Red Teaming Challenges
The Chief Digital and Artificial Intelligence Office (CDAO) + Humane Intelligence: Advancing AI Assurance in Military Medicine through Crowdsourced Red Teaming
January 2, 2025
The Chief Digital and Artificial Intelligence Office (CDAO) has successfully concluded a Crowdsourced AI Red-Teaming (CAIRT) Assurance Program pilot focused on the use of Large-Language Model (LLM) chatbots in the context of military medicine. The CAIRT program supports the Department of Defense (DoD) in generating grassroots, crowdsourced approaches to AI Assurance and AI Risk Mitigation. Through crowdsourcing, projects are able to elicit a large volume of data and involve a wide variety of stakeholders.
This CAIRT LLM pilot was conducted by Humane Intelligence, a tech company building a community of practice around algorithmic evaluations, in collaboration with the Defense Health Agency (DHA) and the Program Executive Office, Defense Healthcare Management Systems (PEO DHMS). Through red-teaming methodology―using adversarial techniques to internally test system robustness―Humane Intelligence was able to effectively detect specific system vulnerabilities. Additionally, red-teaming attracts participants who want to engage with new technologies and, as possible future beneficiaries, gain the opportunity to contribute to improving the systems. Previously, in the spring of 2024, the CDAO held a valuable red-teaming CAIRT exercise utilizing a financial bounty.

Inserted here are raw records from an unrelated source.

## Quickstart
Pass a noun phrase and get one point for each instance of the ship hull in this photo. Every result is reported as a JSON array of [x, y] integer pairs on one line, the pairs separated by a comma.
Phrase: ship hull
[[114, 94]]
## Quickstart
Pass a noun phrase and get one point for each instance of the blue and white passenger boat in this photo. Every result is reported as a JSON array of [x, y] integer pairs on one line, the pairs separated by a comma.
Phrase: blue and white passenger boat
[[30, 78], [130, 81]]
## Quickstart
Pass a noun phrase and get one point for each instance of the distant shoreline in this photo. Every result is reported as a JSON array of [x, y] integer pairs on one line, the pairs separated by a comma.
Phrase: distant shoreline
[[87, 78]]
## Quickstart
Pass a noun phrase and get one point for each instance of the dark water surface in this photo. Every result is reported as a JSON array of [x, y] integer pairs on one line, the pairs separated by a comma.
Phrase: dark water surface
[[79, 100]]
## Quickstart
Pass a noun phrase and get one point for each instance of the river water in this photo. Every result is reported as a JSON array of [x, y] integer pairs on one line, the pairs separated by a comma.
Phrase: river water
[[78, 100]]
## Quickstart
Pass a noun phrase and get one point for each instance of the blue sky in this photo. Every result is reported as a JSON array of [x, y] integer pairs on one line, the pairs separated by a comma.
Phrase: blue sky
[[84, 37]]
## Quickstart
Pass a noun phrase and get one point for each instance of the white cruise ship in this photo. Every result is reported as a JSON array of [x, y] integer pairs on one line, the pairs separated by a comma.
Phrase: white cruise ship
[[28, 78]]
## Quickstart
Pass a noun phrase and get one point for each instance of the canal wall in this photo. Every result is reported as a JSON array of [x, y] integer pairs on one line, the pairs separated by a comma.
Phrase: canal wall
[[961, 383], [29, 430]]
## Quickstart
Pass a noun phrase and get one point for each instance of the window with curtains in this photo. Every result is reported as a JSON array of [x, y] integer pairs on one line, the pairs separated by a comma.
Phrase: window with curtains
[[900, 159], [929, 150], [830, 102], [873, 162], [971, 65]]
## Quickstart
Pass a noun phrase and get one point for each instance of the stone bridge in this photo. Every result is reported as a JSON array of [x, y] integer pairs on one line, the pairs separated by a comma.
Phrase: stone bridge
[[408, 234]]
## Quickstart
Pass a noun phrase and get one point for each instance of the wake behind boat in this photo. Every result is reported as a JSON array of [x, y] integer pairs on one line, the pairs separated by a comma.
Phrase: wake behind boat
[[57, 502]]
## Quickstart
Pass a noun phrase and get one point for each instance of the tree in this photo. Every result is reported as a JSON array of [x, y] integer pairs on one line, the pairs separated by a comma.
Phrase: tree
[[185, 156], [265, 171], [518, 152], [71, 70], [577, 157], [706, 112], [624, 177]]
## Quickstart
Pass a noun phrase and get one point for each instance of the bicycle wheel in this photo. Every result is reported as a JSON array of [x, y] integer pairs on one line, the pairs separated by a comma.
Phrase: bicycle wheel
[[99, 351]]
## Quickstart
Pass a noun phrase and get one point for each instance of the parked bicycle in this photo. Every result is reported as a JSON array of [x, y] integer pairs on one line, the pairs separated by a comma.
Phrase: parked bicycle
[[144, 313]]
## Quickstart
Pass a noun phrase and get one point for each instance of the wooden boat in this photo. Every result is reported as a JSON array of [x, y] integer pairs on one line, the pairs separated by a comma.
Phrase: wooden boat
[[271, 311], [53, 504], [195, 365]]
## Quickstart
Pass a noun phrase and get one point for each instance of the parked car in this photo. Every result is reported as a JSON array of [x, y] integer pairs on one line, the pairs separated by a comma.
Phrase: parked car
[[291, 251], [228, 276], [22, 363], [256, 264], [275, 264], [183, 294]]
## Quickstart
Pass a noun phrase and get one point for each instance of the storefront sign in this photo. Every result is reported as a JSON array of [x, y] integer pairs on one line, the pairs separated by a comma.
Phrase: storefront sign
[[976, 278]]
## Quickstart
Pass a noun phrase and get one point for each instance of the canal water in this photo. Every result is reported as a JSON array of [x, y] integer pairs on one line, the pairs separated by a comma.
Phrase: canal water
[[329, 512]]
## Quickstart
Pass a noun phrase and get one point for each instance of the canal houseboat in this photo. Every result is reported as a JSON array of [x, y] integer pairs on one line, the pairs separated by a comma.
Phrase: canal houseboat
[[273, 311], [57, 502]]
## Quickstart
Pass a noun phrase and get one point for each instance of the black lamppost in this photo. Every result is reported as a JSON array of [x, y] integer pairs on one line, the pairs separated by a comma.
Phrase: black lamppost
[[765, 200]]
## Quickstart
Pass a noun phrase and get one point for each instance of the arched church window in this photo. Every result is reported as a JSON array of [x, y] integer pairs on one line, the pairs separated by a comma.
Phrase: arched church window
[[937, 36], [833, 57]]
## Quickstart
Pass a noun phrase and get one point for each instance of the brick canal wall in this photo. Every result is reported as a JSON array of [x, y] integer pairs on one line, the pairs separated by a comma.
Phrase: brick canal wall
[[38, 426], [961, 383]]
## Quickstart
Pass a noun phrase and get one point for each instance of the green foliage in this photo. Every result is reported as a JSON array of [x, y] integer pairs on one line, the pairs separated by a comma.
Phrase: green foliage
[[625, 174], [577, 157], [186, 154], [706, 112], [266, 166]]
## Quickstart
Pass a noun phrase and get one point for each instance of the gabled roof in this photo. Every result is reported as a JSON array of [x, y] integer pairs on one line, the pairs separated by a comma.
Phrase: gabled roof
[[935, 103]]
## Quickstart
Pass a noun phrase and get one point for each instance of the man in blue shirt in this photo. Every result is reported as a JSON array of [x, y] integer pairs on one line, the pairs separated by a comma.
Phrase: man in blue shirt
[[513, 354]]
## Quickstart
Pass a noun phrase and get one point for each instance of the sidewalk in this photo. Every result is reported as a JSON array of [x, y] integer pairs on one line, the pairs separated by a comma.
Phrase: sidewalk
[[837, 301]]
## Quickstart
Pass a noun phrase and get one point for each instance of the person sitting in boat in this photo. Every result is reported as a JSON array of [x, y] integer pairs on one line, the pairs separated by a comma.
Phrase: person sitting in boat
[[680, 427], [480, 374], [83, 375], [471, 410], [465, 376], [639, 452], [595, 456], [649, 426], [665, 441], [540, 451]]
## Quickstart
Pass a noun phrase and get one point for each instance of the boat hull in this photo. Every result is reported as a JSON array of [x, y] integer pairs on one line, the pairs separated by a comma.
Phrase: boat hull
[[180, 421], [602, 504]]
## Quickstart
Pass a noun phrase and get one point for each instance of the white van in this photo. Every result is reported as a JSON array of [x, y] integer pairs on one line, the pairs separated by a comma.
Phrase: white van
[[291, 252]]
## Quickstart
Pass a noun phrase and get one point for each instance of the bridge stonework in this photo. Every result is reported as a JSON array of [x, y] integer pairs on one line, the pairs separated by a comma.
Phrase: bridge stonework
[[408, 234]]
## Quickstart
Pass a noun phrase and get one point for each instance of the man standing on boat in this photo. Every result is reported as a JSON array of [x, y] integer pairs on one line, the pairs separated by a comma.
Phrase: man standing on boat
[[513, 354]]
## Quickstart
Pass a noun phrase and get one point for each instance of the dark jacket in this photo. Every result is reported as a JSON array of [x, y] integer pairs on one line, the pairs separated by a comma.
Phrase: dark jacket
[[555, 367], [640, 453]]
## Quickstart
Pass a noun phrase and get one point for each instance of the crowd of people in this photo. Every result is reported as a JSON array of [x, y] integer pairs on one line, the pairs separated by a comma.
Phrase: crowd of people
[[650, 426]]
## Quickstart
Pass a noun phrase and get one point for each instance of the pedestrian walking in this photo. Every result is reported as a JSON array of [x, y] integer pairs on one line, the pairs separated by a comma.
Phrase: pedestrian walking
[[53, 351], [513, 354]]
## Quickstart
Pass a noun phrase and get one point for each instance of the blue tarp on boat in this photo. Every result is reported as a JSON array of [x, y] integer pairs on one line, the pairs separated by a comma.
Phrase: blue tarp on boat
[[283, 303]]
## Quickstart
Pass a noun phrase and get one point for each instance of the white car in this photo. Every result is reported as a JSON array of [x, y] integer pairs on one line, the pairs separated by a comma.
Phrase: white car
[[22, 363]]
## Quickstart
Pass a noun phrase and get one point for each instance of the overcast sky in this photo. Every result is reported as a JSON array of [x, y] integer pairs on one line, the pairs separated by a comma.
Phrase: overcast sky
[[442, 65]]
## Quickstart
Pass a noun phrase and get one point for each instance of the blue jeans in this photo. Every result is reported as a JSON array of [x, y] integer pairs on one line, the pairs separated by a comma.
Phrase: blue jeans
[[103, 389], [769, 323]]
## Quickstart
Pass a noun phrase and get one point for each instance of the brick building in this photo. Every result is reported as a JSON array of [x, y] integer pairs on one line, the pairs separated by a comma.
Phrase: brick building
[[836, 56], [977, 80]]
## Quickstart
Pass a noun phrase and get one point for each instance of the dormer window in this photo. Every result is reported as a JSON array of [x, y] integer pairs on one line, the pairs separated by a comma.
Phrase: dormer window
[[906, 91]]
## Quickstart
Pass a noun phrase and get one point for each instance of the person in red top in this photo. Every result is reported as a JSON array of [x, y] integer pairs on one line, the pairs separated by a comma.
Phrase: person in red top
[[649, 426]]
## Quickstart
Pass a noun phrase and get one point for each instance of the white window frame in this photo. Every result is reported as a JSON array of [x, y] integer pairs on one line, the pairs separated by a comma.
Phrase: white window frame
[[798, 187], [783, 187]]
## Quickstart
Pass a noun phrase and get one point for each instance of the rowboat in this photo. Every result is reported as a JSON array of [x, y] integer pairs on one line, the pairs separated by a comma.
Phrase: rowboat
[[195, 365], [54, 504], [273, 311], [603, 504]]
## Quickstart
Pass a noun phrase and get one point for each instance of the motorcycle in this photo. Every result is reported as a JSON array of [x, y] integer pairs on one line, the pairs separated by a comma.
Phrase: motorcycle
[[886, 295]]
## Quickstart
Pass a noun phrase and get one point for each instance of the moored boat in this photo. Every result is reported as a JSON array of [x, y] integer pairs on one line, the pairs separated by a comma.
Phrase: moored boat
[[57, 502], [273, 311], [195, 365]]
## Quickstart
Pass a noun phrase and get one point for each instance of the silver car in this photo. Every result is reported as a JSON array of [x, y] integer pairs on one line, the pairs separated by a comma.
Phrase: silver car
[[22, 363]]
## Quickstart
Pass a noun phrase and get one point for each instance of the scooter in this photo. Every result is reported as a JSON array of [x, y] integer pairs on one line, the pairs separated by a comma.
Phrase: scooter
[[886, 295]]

In the latest pilot program, Humane Intelligence utilized crowdsourced red-teaming for two prospective use cases in the context of military medicine: clinical note summarization and a medical advisory chatbot. Over 200 participants, including clinical providers and healthcare analysts from DHA, the Uniformed Services University of the Health Sciences, and the Services, participated in the exercise, which compared three popular LLMs. The exercise uncovered over 800 findings of potential vulnerabilities and biases related to employing these capabilities in these prospective use cases. This exercise will result in repeatable and scalable output via the development of benchmark datasets, which can be used to evaluate future vendors and tools for alignment with performance expectations. Furthermore, these findings will play a crucial role in shaping DoD policies and best practices for responsible use of Generative AI (GenAI), ultimately improving military medical care. If, when fielded, these prospective use cases comprise covered AI defined in OMB M-24-10, they will adhere to all required risk management practices.
“Since applying GenAI for such purposes within the DoD is in earlier stages of piloting and experimentation, this program acts as an essential pathfinder for generating a mass of testing data, surfacing areas for consideration, and validating mitigation options that will shape future research, development, and assurance of GenAI systems that may be deployed in the future,” remarked CDAO’s lead for this initiative, Dr. Matthew Johnson.
As the recent pilot and others have revealed, continued testing of LLMs and AI systems through the CAIRT Assurance Program will be critical to accelerating the CDAO’s AI Rapid Capabilities Cell, improving GenAI mission effectiveness, and contributing to justified confidence across DoD use cases.